SYDNEY – A measure of Australian consumer sentiment took a step back in December as an outbreak of the Omicron variant clouded the outlook for the economy and spending over the Christmas period.
The Westpac-Melbourne Institute index of consumer sentiment released on Wednesday fell 1.0% in December, wiping out November’s 0.6% gain.

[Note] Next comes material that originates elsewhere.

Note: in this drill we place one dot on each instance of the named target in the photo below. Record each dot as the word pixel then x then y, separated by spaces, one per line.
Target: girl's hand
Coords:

The index reading was down 6.9% on December last year, though at 104.3 it meant optimists still outnumbered pessimists.
Westpac chief economist Bill Evans noted there were sharp falls in New South Wales and Victoria where COVID-19 cases were highest. The survey also found more concern about rising inflation, which may have hurt spending plans.
The survey’s measure of whether it was a good time to buy a major household item slid 5.3% in December, to be down more than 13% on a year ago.
“The strong growth outlook we see for 2022 is dependent on a surge in consumer spending, as households re-emerge from restrictions and draw down on the large savings accumulated through the COVID lockdown periods,” said Evans.
The survey’s measure on the economic outlook for the next 12 months dipped 1.6% in the month, while that for the next five years eased 0.5%.
In contrast, the measure of family finances compared with a year ago firmed 1.0%, while that for finances over the next 12 months rose 2.1%.